When I learned that Jockey — the company I associate with tighty-whiteys and other basic, practical underwear — was claiming it had "reinvented" the bra and the bra shopping experience, I couldn't wait to try it.
I was definitely the target audience — the woman who gets home "and the first thing she wants to do is rip the bra off," as Jockey Chief Marketing Officer Dustin Cohn aptly described the pained scene every evening at my place.
You can buy these new bras online (jockey.com/jockeybra ) or at a Jockey outlet store. The only stand-alone Jockey bra boutique in the country is in Schaumburg, just an hour drive from my apartment. I decided to drop by.
But first, a little background.
For the better part of a century, bras have been sized in the familiar way that produces 36C, 32B, etc., based on measuring the circumference at the widest part of the bosom. Traditional bras have one cup shape that just gets bigger and bigger as you move from A through D and beyond.
For the new design, Jockey International Inc. scanned the breasts of some 800 women and came up with 10 cup sizes based on breast shape. So cup size 1 (the smallest) is shaped differently than 5, or 7 or 10.
Coupled with the underbust measurements, this leads to sizing like 8-38 or 2-32. In all, Jockey is selling 55 sizes in five styles and three colors (white, beige, black) at one price: $60.
With traditional bras, "you either gap or spill" says Miryha Fantegrossi, who managed the design team that spent eight years developing the new bra.
Many women are "left out," she says. "They kind of have to force themselves into a style that doesn't fit them." The new measuring technique takes into account that "life and gravity" change the shape of a woman's breasts over time, says Fantegrossi.
Jockey's research determined that for many women "the whole in-store experience" is unsatisfactory (if not nightmarish). Which led to Jockey's online "fit kit" to allow women "to fit themselves for a bra at home so there's not this whole scary experience," she says.

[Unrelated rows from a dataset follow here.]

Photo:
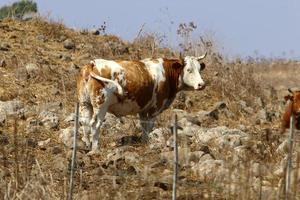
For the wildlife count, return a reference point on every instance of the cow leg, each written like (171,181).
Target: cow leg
(86,112)
(147,126)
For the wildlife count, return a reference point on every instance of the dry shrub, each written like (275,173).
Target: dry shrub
(49,27)
(149,44)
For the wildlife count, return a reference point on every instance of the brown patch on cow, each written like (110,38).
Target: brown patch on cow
(105,72)
(140,85)
(154,60)
(292,107)
(167,90)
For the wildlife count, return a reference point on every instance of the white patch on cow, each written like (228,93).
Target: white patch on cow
(127,107)
(115,68)
(156,69)
(191,73)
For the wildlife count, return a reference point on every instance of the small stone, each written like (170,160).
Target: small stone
(31,143)
(56,150)
(32,70)
(4,47)
(69,44)
(3,140)
(44,142)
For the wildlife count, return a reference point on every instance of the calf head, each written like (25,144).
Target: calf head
(191,72)
(294,97)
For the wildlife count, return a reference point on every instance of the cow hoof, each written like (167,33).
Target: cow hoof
(93,152)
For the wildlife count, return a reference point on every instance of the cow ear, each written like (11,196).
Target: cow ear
(177,65)
(202,66)
(289,97)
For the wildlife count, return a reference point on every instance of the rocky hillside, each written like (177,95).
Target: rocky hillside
(229,147)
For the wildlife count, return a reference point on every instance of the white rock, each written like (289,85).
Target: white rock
(66,136)
(44,142)
(49,119)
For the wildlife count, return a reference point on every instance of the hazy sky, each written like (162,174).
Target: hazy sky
(241,27)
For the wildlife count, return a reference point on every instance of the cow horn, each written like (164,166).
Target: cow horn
(202,57)
(180,55)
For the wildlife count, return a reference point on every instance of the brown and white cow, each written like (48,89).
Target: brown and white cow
(292,107)
(145,87)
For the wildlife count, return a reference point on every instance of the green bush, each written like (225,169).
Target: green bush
(18,9)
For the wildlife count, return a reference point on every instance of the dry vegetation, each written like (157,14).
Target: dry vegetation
(29,170)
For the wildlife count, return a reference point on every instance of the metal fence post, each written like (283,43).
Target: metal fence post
(70,195)
(289,158)
(175,158)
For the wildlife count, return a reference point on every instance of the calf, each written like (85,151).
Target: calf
(145,87)
(293,107)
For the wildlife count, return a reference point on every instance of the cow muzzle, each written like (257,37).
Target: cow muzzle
(199,87)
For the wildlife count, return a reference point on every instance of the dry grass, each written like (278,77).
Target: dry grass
(28,171)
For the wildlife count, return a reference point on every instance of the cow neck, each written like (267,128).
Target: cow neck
(173,71)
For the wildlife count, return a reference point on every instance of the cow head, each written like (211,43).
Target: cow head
(294,97)
(191,72)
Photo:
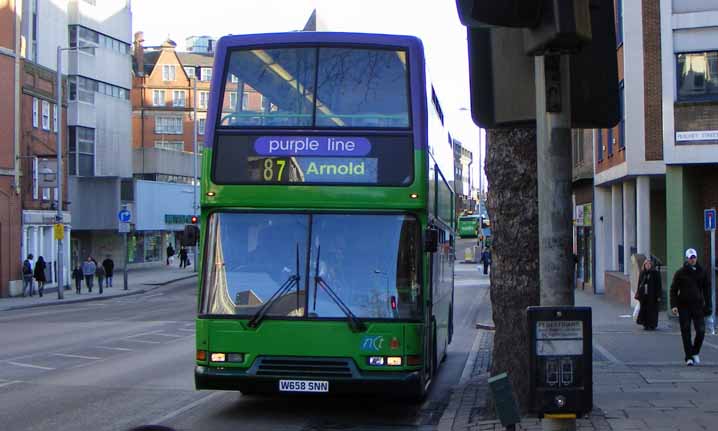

The online fit kit costs $19.95, and for that you get 10 "volumetric fit cups," a tape measurer, instructions and a $20 coupon to use on your first bra. If you decide you want your money back, you'll get a full refund and still keep the kit.
The other option is to go to any of Jockey's 90-plus outlet stores that have a store-within-a-store and trained staff to measure you (or you can do it yourself there).
I tried it both ways. I went to the store and used the fit kit to measure myself in the dressing room. Then I asked down-to-earth store manager Susan Chamberlain to measure me to see if I got it right.
It took me about five minutes to decide I was a 5-30. Obviously the do-it-yourself system is not foolproof since the expert, Chamberlain, measured me at 6-32.
Then I tried on six bras in four styles in three different sizes.
Bottom line: None worked for me.
Fantegrossi says that the Jockey fit system was designed "to cover 80 percent of the female population." Clearly, I'm in the other 20 percent.
Nonetheless, I think it's worth a try for anyone who hates bra shopping or hasn't found one that fits. If you choose the online route (free postage both ways; a money-back guarantee) you might be in for a lot of trial and error. Going to a Jockey store is your best bet.
Customer feedback could lead to changes and additional sizes, Fantegrossi says. I sure hope so. I would love to finally find a bra that doesn't kill me.
She says that since the launch in May, "Sales are far exceeding our expectations."